Christmas Harp
celestial harp sounds from Schubert to Tchaikovsky with Xavier de Maistre
October 2021
With its silvery and magical sonorities the harp is second to none in its ability to capture the festive and emotionally affecting mood of Christmas. And this remains true whether it is part of an orchestra, an accompanying instrument or a solo instrument – as it is with the eminent French harpist Xavier de Maistre. Christmas Harp is the title of his latest album, which features arrangements of famous Christmas carols as well as melodies by Schubert and Tchaikovsky. In addition, Xavier de Maistre has selected a number of fantasies and paraphrases of international carols by one of the twentieth century’s greatest harpists, Carlos Salzedo.
All of the pieces that are included in this album bear the imprint of harpists and composers who have all been familiar with their instrument.

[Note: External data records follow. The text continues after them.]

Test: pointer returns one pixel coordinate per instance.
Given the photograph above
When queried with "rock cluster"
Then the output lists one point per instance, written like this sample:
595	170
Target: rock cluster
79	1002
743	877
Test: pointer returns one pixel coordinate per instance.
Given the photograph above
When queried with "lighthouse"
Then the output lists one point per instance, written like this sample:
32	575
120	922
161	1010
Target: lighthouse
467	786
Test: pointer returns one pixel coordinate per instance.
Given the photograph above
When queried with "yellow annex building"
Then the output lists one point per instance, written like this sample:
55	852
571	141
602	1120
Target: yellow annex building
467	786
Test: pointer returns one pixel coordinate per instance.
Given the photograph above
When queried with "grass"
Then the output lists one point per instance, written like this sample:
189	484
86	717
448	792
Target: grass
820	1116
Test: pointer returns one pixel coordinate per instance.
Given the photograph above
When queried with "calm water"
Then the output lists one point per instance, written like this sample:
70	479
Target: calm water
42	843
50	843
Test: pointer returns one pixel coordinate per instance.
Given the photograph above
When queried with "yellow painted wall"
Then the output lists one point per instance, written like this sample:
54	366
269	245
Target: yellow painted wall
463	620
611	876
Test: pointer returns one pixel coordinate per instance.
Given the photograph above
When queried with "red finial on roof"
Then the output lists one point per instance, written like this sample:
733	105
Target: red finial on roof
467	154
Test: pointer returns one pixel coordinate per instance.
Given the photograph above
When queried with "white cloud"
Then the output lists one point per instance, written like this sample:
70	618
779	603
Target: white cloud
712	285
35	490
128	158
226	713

Xavier de Maistre is himself responsible for the arrangement of the “Dance of the Sugar-Plum Fairy” from Tchaikovsky’s Nutcracker Suite. “The Nutcracker always reminds me of my time with the Vienna Philharmonic in Vienna,” says Xavier de Maistre. “I played in this ballet every year at Christmas and for me it remains the most wonderful example of Christmas music that I know, which is why I simply had to arrange these excerpts myself.”
The arrangement of the “Waltz of the Flowers”, conversely, is the work of the Russian harpist and composer Alexander Boldachev, as is that of the Carol of the Bells. The present arrangement of Schubert’s world-famous Ave Maria was prepared by the Welsh harpist John Thomas, who was appointed harpist to Queen Victoria in 1872. Conte de Noël is an original piece by the French harp virtuoso Alphonse Hasselmans, who taught at the Conservatoire de Paris for almost thirty years. It dates from 1895. Among Hasselmans’s pupils was the American, French-born harpist Carlos Salzedo, whose own compositions revolutionized the harp and turned it into a virtuoso instrument. It is his music that occupies much of the present album. Among the many Christmas carols in the Salzedo Collection are his own brief fantasies on Provençal, Catalan, Basque and Neapolitan carols that are relatively unknown in the German-speaking world as well as his paraphrases of traditional carols and folksongs such as We Three Kings of Orient Are, It Came Upon the Midnight Clear, Greensleeves and O Little Town of Bethlehem. The album culminates in his highly virtuosic concert variations on O Tannenbaum (O Christmas Tree), a work that still has the ability to thrill and delight us even when it is not Christmas.